Implementing Rule Classes

Rule classes must implement IRule. It is recommended the rule classes extend ac.soton.eventb.emf.diagrams.generator#AbstractRule which provides some concise constants for the commonly needed containments and defines some default behaviour (always enabled and dependencies ok). Note that the rule will only be attempted for the type of source element defined in the extension point. However, this could be defined as an abstract base class to allow the rule to operate on several types of element.

A rule has 4 methods:

  • boolean enabled (final EventBElement sourceElement)
  • boolean dependenciesOK(EventBElement sourceElement,List<GenerationDescriptor> generatedElements)
  • boolean fireLate()
  • List<GenerationDescriptor> fire(EventBElement sourceElement, List<GenerationDescriptor> generatedElements)

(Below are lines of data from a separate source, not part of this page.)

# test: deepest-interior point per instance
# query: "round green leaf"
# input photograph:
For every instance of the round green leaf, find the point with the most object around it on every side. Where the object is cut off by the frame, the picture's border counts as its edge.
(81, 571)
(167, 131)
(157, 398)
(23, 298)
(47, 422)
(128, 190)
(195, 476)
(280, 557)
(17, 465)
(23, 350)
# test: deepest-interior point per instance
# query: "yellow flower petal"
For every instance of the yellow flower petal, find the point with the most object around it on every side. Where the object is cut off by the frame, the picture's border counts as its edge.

The enabled method can be used to restrict when it applies. More than one rule can be defined for the same kind of element allowing the generation to be decomposed in a maintainable way.

TheDependenciesOK method allows the method to be deferred since the success of rules may depend on what has already been generated. The dependenciesOK method is passed the list of GenerationDescriptors created so far.

The fireLate method forces the rule to be fired when all other rules have been fired. This is usually used when the rules behaviour depends on what other rules have done.

The fire method must return a list of GenerationDescriptors describing what should be generated. The Utility class, Make, provides a convenience method to help construct a GenerationDescriptor from the parent element, the containment feature, the new child and the priority indicator and if needed the editable setting.

Priority may be from 10 to -10, where 1 indicates first in the containment and -10 last in the containment. Elements in the containment that are not (currently) being generated are placed between priorities 10 and 0. Bear in mind that the relative position of different diagrams (extensions)is preserved within each priority band. Also the order of source elements within their containment is preserved within each priority band.

1 2 3 4 5 6 7 8 9 10 <other content> 0 -1 -2 -3 -4 -5 -6 -7 -8 -9 -10

For example, a basic type invariant that doesn't depend on other variables might be placed at position 1 whereas a theorem or invariant included purely for proof purposes might be placed at position -10.

A current limitation of the priority scheme is that there are a limited number of priorities. For example, this could be a problem if a rule needs to calculate positions of each element within a collection based on dependencies of the element instance.

In most cases the generated element should be set as read-only (the default). In this case the element will be deleted and re-generated on each invocation of the generator. The should not change any attributes of the element nor add to its children. In some case, however, it is necessary to generate an element whose contents may be modified by the user. To do this set the editable parameter of the Generation Descriptor. In this case the generated element will not be deleted when the generator is next invoked. The rule must take care not to return another Generation Descriptor if the element has already been generated. It should look for a suitable generated element (to use for adding further generated chldren etc.) and only generate a new one if it doesn't exist.

Where a tree structure is entirely generated within one rule firing (e.g. an event with guards and actions) it is more efficient to construct the entire event and return a single Generation Descriptor that adds that event. It is also possible to do this by returning separate Generation Descriptors to add the event and each guard and action individually.

A typical line from a rule class might look like this:

		ret.add(Make.descriptor(machine,invariants,Make.invariant("myInvariantName", "myVar >0","my comment"),10));

where, ret is the list to be returned and machine is the parent element containing the invariants to be added to.